His great-grandfather founded Kopi Es Tak Kie in 1927 in an area called Glodok in Jakarta. It started off humbly as a makeshift tent offering iced coffee and several traditional Chinese snacks.
Today, Willy is continuing his family's legacy by running their famous coffee shop.
"I am trying to evolve with the times. We are engaging with audiences on social media. We have opened several stores in business districts and we try to join bazaars whenever we can to get our brand out there. Nowadays, there's a lot of competition but we believe our history and story will always attract customers," Willy said.

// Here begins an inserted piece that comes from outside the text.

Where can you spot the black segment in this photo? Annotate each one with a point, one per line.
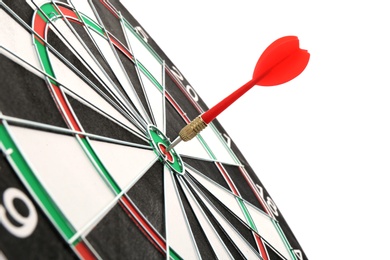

Kopi Es Tak Kie is not the only establishment steeped in history and stories in Jakarta's Chinatown. For years, visitors flock to the area to get a taste of real Chinese cuisine mixed with Indonesia's local charm.
Kevindra Soemantri, a food expert, has always been intrigued by the stories that radiate from the streets.
"The unique thing about Chinatown in Jakarta is the vendors here are Chinese Indonesians from all over the country so the spices, flavors, ingredients that they use are diverse. Even the language they speak, you can hear the different dialects here," Kevindra said.
Gang Gloria, which translates to Gloria Alley, is one of the most famous streets for Chinese cuisine. Everything from savory curry noodles to sweet pastries fill the narrow alley.
"The food here represents the melting pot of the Chinatown of Jakarta because you will see lots of noodles, and unlike the Chinatown all over the world where the noodles are mainly from the Hokkien area or the Hong Kong area but here in Chinatown in Jakarta, you will find lots of noodles from Chinese areas in Indonesia such as Bangka which is in Sumatra, Pematang Siantal. It's so unique, the food is so diverse," Kevindra said.
Laksa Lao Hoe, with its colorful exterior, cannot be missed. This humble restaurant serves Peranakan cuisine, originating from Belitung, Indonesia. Hot, steaming bowls of thick noodles doused in fragrant shrimp and peanut sauce remains its bestseller.
Outside the restaurant, visitors can also see sweet jackfruit dipped in flour batter and fried to perfection, locally known as cempedak goreng. Many of the dishes served at this restaurant is heavily influenced by Chinese flavors.
A stone's throw away, Glodok market offers plenty of fresh vegetables, fruits and snacks. One of its most popular item is the sea cucumber, which has been harvested and consumed in China for centuries. During the Chinese New Year, the smell of fresh sweet oranges fills the air.
Jakarta's Chinatown has captivated the attention of visitors from all over the world for its diversity in both culture and food, proving that China has played an important role in Indonesia's development for years.